Pecan nuts are rich in lipids that often degrade during storage; however, the progressive transformation of lipids in this process is still unclear. Therefore, high-throughput lipidomics was carried out based on ultrahigh-performance liquid chromatography coupled with a Q Exactive mass spectrometer (UPLC-Q Exactive MS). A total of 1451 lipid species from 5 classes and 24 subclasses were identified. Oxidized (Ox) phospholipids, fatty acid ester of hydroxy fatty acids, and N-oleoyl leucine were identified in pecan for the first time. The intensities of all diacylglycerols, phosphatidic acids (PAs), fatty acids, and fatty acid ester of hydroxy fatty acids increased obviously with pecan storage.
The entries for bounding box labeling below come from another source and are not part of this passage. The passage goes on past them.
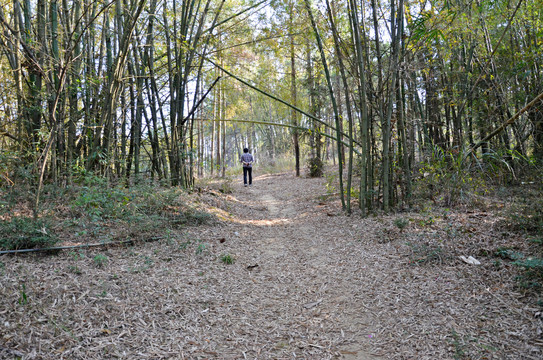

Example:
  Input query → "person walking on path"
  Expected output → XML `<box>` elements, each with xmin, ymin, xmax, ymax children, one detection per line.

<box><xmin>241</xmin><ymin>148</ymin><xmax>255</xmax><ymax>186</ymax></box>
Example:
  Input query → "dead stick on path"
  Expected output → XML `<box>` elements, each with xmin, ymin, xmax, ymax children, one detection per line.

<box><xmin>0</xmin><ymin>237</ymin><xmax>162</xmax><ymax>255</ymax></box>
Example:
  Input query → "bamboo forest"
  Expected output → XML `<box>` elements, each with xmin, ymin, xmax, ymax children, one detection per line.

<box><xmin>0</xmin><ymin>0</ymin><xmax>543</xmax><ymax>359</ymax></box>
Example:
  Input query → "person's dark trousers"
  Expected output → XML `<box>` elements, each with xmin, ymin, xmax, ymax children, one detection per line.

<box><xmin>243</xmin><ymin>166</ymin><xmax>253</xmax><ymax>185</ymax></box>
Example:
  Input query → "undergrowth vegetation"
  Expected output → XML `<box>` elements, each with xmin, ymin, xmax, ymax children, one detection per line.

<box><xmin>0</xmin><ymin>174</ymin><xmax>213</xmax><ymax>250</ymax></box>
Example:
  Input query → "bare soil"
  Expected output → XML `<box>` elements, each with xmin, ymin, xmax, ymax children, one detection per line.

<box><xmin>0</xmin><ymin>173</ymin><xmax>543</xmax><ymax>360</ymax></box>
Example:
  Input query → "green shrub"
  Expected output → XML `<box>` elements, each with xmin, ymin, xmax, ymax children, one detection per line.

<box><xmin>0</xmin><ymin>217</ymin><xmax>58</xmax><ymax>250</ymax></box>
<box><xmin>415</xmin><ymin>146</ymin><xmax>486</xmax><ymax>206</ymax></box>
<box><xmin>307</xmin><ymin>157</ymin><xmax>324</xmax><ymax>178</ymax></box>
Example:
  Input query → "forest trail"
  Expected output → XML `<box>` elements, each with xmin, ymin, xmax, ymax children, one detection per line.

<box><xmin>228</xmin><ymin>174</ymin><xmax>377</xmax><ymax>360</ymax></box>
<box><xmin>0</xmin><ymin>173</ymin><xmax>543</xmax><ymax>360</ymax></box>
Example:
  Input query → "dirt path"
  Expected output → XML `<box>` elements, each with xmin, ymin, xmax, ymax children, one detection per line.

<box><xmin>0</xmin><ymin>174</ymin><xmax>543</xmax><ymax>360</ymax></box>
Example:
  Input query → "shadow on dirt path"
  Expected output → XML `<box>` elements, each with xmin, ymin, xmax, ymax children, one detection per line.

<box><xmin>231</xmin><ymin>174</ymin><xmax>378</xmax><ymax>360</ymax></box>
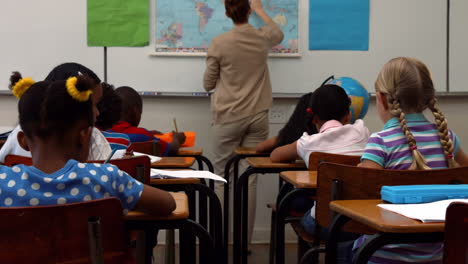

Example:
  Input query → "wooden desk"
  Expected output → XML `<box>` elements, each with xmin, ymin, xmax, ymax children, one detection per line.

<box><xmin>177</xmin><ymin>148</ymin><xmax>214</xmax><ymax>173</ymax></box>
<box><xmin>280</xmin><ymin>171</ymin><xmax>317</xmax><ymax>189</ymax></box>
<box><xmin>151</xmin><ymin>157</ymin><xmax>195</xmax><ymax>168</ymax></box>
<box><xmin>150</xmin><ymin>178</ymin><xmax>200</xmax><ymax>186</ymax></box>
<box><xmin>234</xmin><ymin>147</ymin><xmax>270</xmax><ymax>156</ymax></box>
<box><xmin>246</xmin><ymin>157</ymin><xmax>307</xmax><ymax>170</ymax></box>
<box><xmin>330</xmin><ymin>200</ymin><xmax>445</xmax><ymax>233</ymax></box>
<box><xmin>234</xmin><ymin>157</ymin><xmax>307</xmax><ymax>263</ymax></box>
<box><xmin>124</xmin><ymin>193</ymin><xmax>220</xmax><ymax>264</ymax></box>
<box><xmin>124</xmin><ymin>193</ymin><xmax>189</xmax><ymax>221</ymax></box>
<box><xmin>325</xmin><ymin>200</ymin><xmax>445</xmax><ymax>264</ymax></box>
<box><xmin>177</xmin><ymin>148</ymin><xmax>203</xmax><ymax>156</ymax></box>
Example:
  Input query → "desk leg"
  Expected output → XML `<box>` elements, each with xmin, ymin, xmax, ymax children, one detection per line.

<box><xmin>274</xmin><ymin>188</ymin><xmax>314</xmax><ymax>264</ymax></box>
<box><xmin>136</xmin><ymin>228</ymin><xmax>158</xmax><ymax>264</ymax></box>
<box><xmin>353</xmin><ymin>233</ymin><xmax>443</xmax><ymax>264</ymax></box>
<box><xmin>233</xmin><ymin>168</ymin><xmax>256</xmax><ymax>264</ymax></box>
<box><xmin>325</xmin><ymin>214</ymin><xmax>351</xmax><ymax>264</ymax></box>
<box><xmin>223</xmin><ymin>155</ymin><xmax>239</xmax><ymax>263</ymax></box>
<box><xmin>198</xmin><ymin>155</ymin><xmax>214</xmax><ymax>173</ymax></box>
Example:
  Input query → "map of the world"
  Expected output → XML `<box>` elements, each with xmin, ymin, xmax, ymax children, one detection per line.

<box><xmin>156</xmin><ymin>0</ymin><xmax>299</xmax><ymax>54</ymax></box>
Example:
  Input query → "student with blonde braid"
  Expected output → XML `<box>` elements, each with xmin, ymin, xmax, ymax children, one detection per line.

<box><xmin>353</xmin><ymin>58</ymin><xmax>468</xmax><ymax>264</ymax></box>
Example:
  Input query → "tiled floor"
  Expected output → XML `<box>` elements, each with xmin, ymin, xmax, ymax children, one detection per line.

<box><xmin>153</xmin><ymin>244</ymin><xmax>323</xmax><ymax>264</ymax></box>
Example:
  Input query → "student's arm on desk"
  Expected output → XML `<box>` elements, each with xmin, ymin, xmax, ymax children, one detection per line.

<box><xmin>358</xmin><ymin>159</ymin><xmax>383</xmax><ymax>169</ymax></box>
<box><xmin>255</xmin><ymin>136</ymin><xmax>278</xmax><ymax>153</ymax></box>
<box><xmin>134</xmin><ymin>185</ymin><xmax>176</xmax><ymax>216</ymax></box>
<box><xmin>270</xmin><ymin>141</ymin><xmax>299</xmax><ymax>162</ymax></box>
<box><xmin>169</xmin><ymin>131</ymin><xmax>185</xmax><ymax>156</ymax></box>
<box><xmin>455</xmin><ymin>148</ymin><xmax>468</xmax><ymax>166</ymax></box>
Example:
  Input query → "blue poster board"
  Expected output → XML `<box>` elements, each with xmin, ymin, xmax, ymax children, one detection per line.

<box><xmin>309</xmin><ymin>0</ymin><xmax>370</xmax><ymax>50</ymax></box>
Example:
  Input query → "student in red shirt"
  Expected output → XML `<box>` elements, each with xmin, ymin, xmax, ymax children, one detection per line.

<box><xmin>111</xmin><ymin>86</ymin><xmax>185</xmax><ymax>156</ymax></box>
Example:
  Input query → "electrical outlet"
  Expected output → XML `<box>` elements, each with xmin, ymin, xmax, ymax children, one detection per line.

<box><xmin>269</xmin><ymin>105</ymin><xmax>289</xmax><ymax>124</ymax></box>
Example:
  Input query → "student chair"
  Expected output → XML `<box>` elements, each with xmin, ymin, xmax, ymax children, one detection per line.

<box><xmin>444</xmin><ymin>203</ymin><xmax>468</xmax><ymax>264</ymax></box>
<box><xmin>0</xmin><ymin>198</ymin><xmax>132</xmax><ymax>264</ymax></box>
<box><xmin>270</xmin><ymin>152</ymin><xmax>361</xmax><ymax>263</ymax></box>
<box><xmin>301</xmin><ymin>162</ymin><xmax>468</xmax><ymax>263</ymax></box>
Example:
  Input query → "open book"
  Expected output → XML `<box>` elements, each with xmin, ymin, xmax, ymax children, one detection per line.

<box><xmin>378</xmin><ymin>199</ymin><xmax>468</xmax><ymax>223</ymax></box>
<box><xmin>151</xmin><ymin>169</ymin><xmax>227</xmax><ymax>182</ymax></box>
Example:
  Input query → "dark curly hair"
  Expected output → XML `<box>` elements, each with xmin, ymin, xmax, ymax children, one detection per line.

<box><xmin>10</xmin><ymin>73</ymin><xmax>95</xmax><ymax>143</ymax></box>
<box><xmin>96</xmin><ymin>83</ymin><xmax>122</xmax><ymax>130</ymax></box>
<box><xmin>276</xmin><ymin>93</ymin><xmax>317</xmax><ymax>147</ymax></box>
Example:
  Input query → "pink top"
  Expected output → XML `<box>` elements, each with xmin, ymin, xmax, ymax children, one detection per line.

<box><xmin>297</xmin><ymin>119</ymin><xmax>370</xmax><ymax>166</ymax></box>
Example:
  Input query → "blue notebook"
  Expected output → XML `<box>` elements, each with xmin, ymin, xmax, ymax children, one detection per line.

<box><xmin>380</xmin><ymin>184</ymin><xmax>468</xmax><ymax>204</ymax></box>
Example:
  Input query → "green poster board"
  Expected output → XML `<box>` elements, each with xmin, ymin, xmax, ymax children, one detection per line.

<box><xmin>87</xmin><ymin>0</ymin><xmax>149</xmax><ymax>47</ymax></box>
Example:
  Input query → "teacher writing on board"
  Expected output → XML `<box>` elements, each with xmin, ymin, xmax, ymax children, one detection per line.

<box><xmin>204</xmin><ymin>0</ymin><xmax>283</xmax><ymax>248</ymax></box>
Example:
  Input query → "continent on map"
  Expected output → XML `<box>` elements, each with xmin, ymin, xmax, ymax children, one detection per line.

<box><xmin>195</xmin><ymin>2</ymin><xmax>213</xmax><ymax>32</ymax></box>
<box><xmin>158</xmin><ymin>23</ymin><xmax>183</xmax><ymax>47</ymax></box>
<box><xmin>273</xmin><ymin>14</ymin><xmax>288</xmax><ymax>27</ymax></box>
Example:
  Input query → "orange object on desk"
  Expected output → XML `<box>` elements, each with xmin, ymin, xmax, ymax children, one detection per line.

<box><xmin>154</xmin><ymin>131</ymin><xmax>197</xmax><ymax>148</ymax></box>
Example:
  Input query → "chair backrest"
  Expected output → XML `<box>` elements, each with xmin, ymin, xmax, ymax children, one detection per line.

<box><xmin>316</xmin><ymin>162</ymin><xmax>468</xmax><ymax>227</ymax></box>
<box><xmin>444</xmin><ymin>203</ymin><xmax>468</xmax><ymax>264</ymax></box>
<box><xmin>5</xmin><ymin>155</ymin><xmax>151</xmax><ymax>184</ymax></box>
<box><xmin>0</xmin><ymin>198</ymin><xmax>130</xmax><ymax>263</ymax></box>
<box><xmin>309</xmin><ymin>152</ymin><xmax>361</xmax><ymax>171</ymax></box>
<box><xmin>131</xmin><ymin>141</ymin><xmax>162</xmax><ymax>156</ymax></box>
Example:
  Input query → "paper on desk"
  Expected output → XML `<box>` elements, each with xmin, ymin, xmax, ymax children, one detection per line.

<box><xmin>151</xmin><ymin>169</ymin><xmax>226</xmax><ymax>182</ymax></box>
<box><xmin>111</xmin><ymin>149</ymin><xmax>127</xmax><ymax>159</ymax></box>
<box><xmin>133</xmin><ymin>151</ymin><xmax>161</xmax><ymax>163</ymax></box>
<box><xmin>111</xmin><ymin>149</ymin><xmax>161</xmax><ymax>163</ymax></box>
<box><xmin>378</xmin><ymin>199</ymin><xmax>468</xmax><ymax>223</ymax></box>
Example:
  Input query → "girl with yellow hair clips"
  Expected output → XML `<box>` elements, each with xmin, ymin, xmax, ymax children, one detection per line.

<box><xmin>0</xmin><ymin>73</ymin><xmax>175</xmax><ymax>215</ymax></box>
<box><xmin>354</xmin><ymin>58</ymin><xmax>468</xmax><ymax>263</ymax></box>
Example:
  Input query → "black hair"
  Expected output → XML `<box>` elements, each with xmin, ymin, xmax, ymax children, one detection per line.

<box><xmin>13</xmin><ymin>76</ymin><xmax>95</xmax><ymax>142</ymax></box>
<box><xmin>96</xmin><ymin>83</ymin><xmax>122</xmax><ymax>130</ymax></box>
<box><xmin>276</xmin><ymin>93</ymin><xmax>317</xmax><ymax>147</ymax></box>
<box><xmin>224</xmin><ymin>0</ymin><xmax>250</xmax><ymax>24</ymax></box>
<box><xmin>115</xmin><ymin>86</ymin><xmax>143</xmax><ymax>121</ymax></box>
<box><xmin>45</xmin><ymin>62</ymin><xmax>101</xmax><ymax>84</ymax></box>
<box><xmin>309</xmin><ymin>84</ymin><xmax>351</xmax><ymax>121</ymax></box>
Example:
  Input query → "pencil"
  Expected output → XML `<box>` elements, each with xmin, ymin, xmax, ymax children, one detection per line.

<box><xmin>174</xmin><ymin>118</ymin><xmax>179</xmax><ymax>133</ymax></box>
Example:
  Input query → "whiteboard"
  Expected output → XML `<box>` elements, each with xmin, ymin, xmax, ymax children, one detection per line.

<box><xmin>448</xmin><ymin>0</ymin><xmax>468</xmax><ymax>92</ymax></box>
<box><xmin>0</xmin><ymin>0</ymin><xmax>104</xmax><ymax>90</ymax></box>
<box><xmin>108</xmin><ymin>0</ymin><xmax>448</xmax><ymax>93</ymax></box>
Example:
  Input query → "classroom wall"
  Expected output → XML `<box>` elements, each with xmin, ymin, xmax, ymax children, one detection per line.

<box><xmin>0</xmin><ymin>96</ymin><xmax>468</xmax><ymax>242</ymax></box>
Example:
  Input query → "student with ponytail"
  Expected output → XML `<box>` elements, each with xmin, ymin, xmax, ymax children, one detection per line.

<box><xmin>353</xmin><ymin>58</ymin><xmax>468</xmax><ymax>264</ymax></box>
<box><xmin>360</xmin><ymin>58</ymin><xmax>468</xmax><ymax>170</ymax></box>
<box><xmin>0</xmin><ymin>63</ymin><xmax>112</xmax><ymax>162</ymax></box>
<box><xmin>0</xmin><ymin>76</ymin><xmax>175</xmax><ymax>215</ymax></box>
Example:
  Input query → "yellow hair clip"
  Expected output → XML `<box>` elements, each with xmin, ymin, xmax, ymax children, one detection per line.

<box><xmin>66</xmin><ymin>77</ymin><xmax>93</xmax><ymax>102</ymax></box>
<box><xmin>11</xmin><ymin>77</ymin><xmax>34</xmax><ymax>99</ymax></box>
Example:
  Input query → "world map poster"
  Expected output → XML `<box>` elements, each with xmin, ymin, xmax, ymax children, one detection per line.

<box><xmin>156</xmin><ymin>0</ymin><xmax>299</xmax><ymax>55</ymax></box>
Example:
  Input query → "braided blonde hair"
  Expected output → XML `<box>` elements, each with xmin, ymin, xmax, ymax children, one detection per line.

<box><xmin>375</xmin><ymin>57</ymin><xmax>458</xmax><ymax>170</ymax></box>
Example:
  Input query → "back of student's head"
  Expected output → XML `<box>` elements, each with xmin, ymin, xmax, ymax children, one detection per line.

<box><xmin>96</xmin><ymin>83</ymin><xmax>122</xmax><ymax>130</ymax></box>
<box><xmin>309</xmin><ymin>84</ymin><xmax>351</xmax><ymax>121</ymax></box>
<box><xmin>11</xmin><ymin>73</ymin><xmax>95</xmax><ymax>143</ymax></box>
<box><xmin>45</xmin><ymin>62</ymin><xmax>101</xmax><ymax>84</ymax></box>
<box><xmin>115</xmin><ymin>86</ymin><xmax>143</xmax><ymax>126</ymax></box>
<box><xmin>375</xmin><ymin>57</ymin><xmax>457</xmax><ymax>169</ymax></box>
<box><xmin>276</xmin><ymin>93</ymin><xmax>317</xmax><ymax>147</ymax></box>
<box><xmin>224</xmin><ymin>0</ymin><xmax>250</xmax><ymax>24</ymax></box>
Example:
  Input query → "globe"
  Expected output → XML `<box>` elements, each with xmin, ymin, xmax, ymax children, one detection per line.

<box><xmin>327</xmin><ymin>77</ymin><xmax>369</xmax><ymax>123</ymax></box>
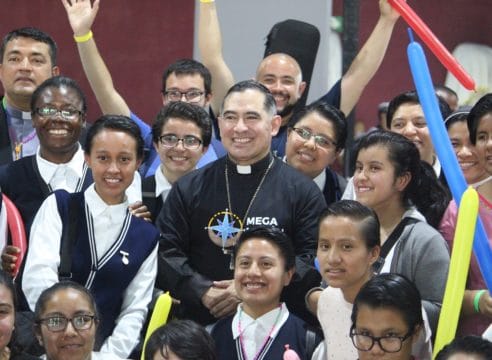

Lipid hydrolysis was prevalent in both the control group and the treatment group during storage. Oxidation mainly did not occur on glycerolipids and glycerophospholipids in pecan. Lipids might be hydrolyzed first and released free fatty acids, which were then oxidized. Sodium erythorbate treatment could effectively delay the increase in peroxide value and the degradation of triacylglycerols. Differentially abundant lipids (DALs) were selected and could be used as markers for evaluating the deterioration of pecan during storage. Possible mechanisms of lipid degradation in pecan oil bodies during storage were also proposed.